Their 15-barrel brewhouse, picked up from a closed Rock Bottom brewpub, remains in storage in Oregon. The brewhouse will be shipped to New Jersey once he and Becky close on the building, located on the Boulevard in Vineland. Their site is a couple of miles south of where Blue Collar Brewing made pale, blonde and Scotch ales, in addition to a porter and Bavarian lager, before closing shop around 2004.

Finding a viable building was a long time in coming for Turtle Stone, and Ben expressed some relief Monday night at landing a site that will fit current needs and those down the road.

"That was the biggest thing holding us up, finding a place that allows us to grow, because I do anticipate some growth," he says.

The brewery will most likely make use of just over half of the building's space, with the remaining 4,000 square feet to be leased out.

Aside from closing on the building, there's other work to tackle, Ben says, namely paperwork: squaring away Turtle Stone's brewer's notice with federal regulators and getting licensed by the state. Wrap into that securing the blessing of Vineland officials, who Ben says support the project.

"Everybody's pretty into it. Originally, they were hoping we'd do something downtown, be part of their revitalization," he says.

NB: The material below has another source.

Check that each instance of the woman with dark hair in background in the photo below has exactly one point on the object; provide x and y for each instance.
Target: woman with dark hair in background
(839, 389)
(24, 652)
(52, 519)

Ben envisions getting the brewing equipment installed over the next couple of months. Turning out the first batch of beer depends on how quickly regulators can give the green light. But striking that first mash could happen in the fall, or perhaps a little sooner.

A stout (think American-style at 6% ABV with a hop presence) and a honey blonde ale (accentuated with green tea and jasmine flowers) are still part of the game plan, but Ben says "I've got couple other recipes I'm working on."

He plans for the beers to be available in draft, then bottle and says the to-do list includes scouting for packaging equipment.

The recent growth in the craft beer industry isn't making that easy, though. "The market for used equipment has kind of dried up. I definitely got my (brewing) system at the right time. I'd probably be paying twice as much for it now," he says.

Turtle Stone has been a pursuit of Ben and Becky for five years now (Becky will handle the business side and marketing, while Ben will deal with brewing). Ben took the brewing course at the Seibel Institute of Technology in Chicago in 2007, spent subsequent years networking and last year hit the Craft Brewers Conference when it was held in Chicago.

He passed on last month's 2011 conference held in San Francisco. "It was right in middle of getting this deal down for this building," he says.